Reputation: 3583
How to load a CSV file without headers in Weka?
There are a few related questions, but none seems to get to the point.
MWE
Here is the test.csv
file:
20,1,"+"
30,2,"+"
30,1,"+"
15,1,"-"
10,0,"-"
Here is the Test.java
code:
// javac -Xlint -cp weka.jar Test.java && java -cp .:weka.jar Test
import weka.core.converters.CSVLoader;
import weka.core.Instances;
import weka.classifiers.Classifier;
import weka.classifiers.bayes.NaiveBayes;
import weka.classifiers.Evaluation;
import java.io.File;
class Test
{
public static void main(String[] args) {
try {
CSVLoader loader = new CSVLoader();
loader.setOptions(new String[] {"-H"});
loader.setSource(new File("test.csv"));
Instances tr = loader.getDataSet();
tr.setClassIndex(tr.numAttributes() - 1);
Classifier m = (Classifier) new NaiveBayes();
m.buildClassifier(tr);
Evaluation eval = new Evaluation(tr);
eval.evaluateModel(m, tr);
System.out.println(eval.toSummaryString());
}
catch(Exception ex) {
System.out.println(ex);
}
}
}
When running, it only reports 4 instances, not 5. If I add headers, then it works correctly.
Correctly Classified Instances 4 100 %
Incorrectly Classified Instances 0 0 %
Kappa statistic 1
Mean absolute error 0.0065
Root mean squared error 0.0112
Relative absolute error 1.3088 %
Root relative squared error 2.2477 %
Total Number of Instances 4
Notice I have used:
loader.setOptions(new String[] {"-H"});
I have also tried the direct API loader.setNoHeaderRowPresent(true);
, but it seems to not be available in Weka 3.6.13.
References:
EDIT: It turns out this was a problem in 3.6.13. The code works fine for 3.7.10.
Upvotes: 3
Views: 2294
Reputation: 3583
As a work-around, this reads the CSV file and passes it along as an ARFF file:
// javac -Xlint -cp weka.jar Test.java && java -cp .:weka.jar Test
import weka.core.converters.CSVLoader;
import weka.core.Instances;
import weka.classifiers.Classifier;
import weka.classifiers.bayes.NaiveBayes;
import weka.classifiers.Evaluation;
import java.io.FileReader;
import java.io.BufferedReader;
import java.io.StringReader;
import java.lang.StringBuffer;
class Test
{
public static void main(String[] args) {
try {
String filename = "test.csv";
BufferedReader br = new BufferedReader(new FileReader(filename));
String line = br.readLine();
int cols = line.length() - line.replace(",", "").length() + 1;
StringBuilder arff = new StringBuilder("@RELATION test\n");
for(int i = 0; i < cols-1; i++) {
arff.append("@ATTRIBUTE ");
arff.append(String.valueOf((char)(i + 'a')));
arff.append(" NUMERIC\n");
}
arff.append("@ATTRIBUTE class {+,-}\n");
arff.append("@DATA\n");
while(line != null) {
arff.append(line);
arff.append("\n");
line = br.readLine();
}
System.out.println(arff.toString());
Instances tr = new Instances(new StringReader(arff.toString()));
tr.setClassIndex(tr.numAttributes() - 1);
Classifier m = (Classifier) new NaiveBayes();
m.buildClassifier(tr);
Evaluation eval = new Evaluation(tr);
eval.evaluateModel(m, tr);
System.out.println(eval.toSummaryString());
}
catch(Exception ex) {
System.out.println(ex);
}
}
}
Upvotes: 0
Reputation: 4329
I am not sure about 3.6.13, but the code for 3.7.10 shows that first row of data is added if setNoHeaderRowPresent is set true.

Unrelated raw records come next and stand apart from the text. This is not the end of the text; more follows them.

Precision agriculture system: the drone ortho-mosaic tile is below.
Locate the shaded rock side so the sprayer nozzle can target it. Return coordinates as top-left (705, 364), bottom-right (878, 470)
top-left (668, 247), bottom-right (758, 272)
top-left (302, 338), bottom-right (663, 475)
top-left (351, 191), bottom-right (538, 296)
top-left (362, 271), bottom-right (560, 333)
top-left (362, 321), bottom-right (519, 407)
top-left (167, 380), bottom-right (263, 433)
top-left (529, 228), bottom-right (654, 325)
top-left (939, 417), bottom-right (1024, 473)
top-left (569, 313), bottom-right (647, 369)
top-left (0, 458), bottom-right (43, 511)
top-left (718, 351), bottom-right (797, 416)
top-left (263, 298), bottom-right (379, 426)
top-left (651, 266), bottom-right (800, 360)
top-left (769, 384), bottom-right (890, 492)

You are setting false, set it to true.Refrence from grepcode of CSVLoader
Set whether there is no header row in the data.
Parameters: b true if there is no header row in the data
public void setNoHeaderRowPresent(boolean b) {
m_noHeaderRow = b; 293
}
if (m_noHeaderRow) {
m_rowBuffer.add(firstRow);
}
So in your code use
loader.setNoHeaderRowPresent(true)
and not loader.setNoHeaderRowPresent(false) to include first row in data set.
Upvotes: 3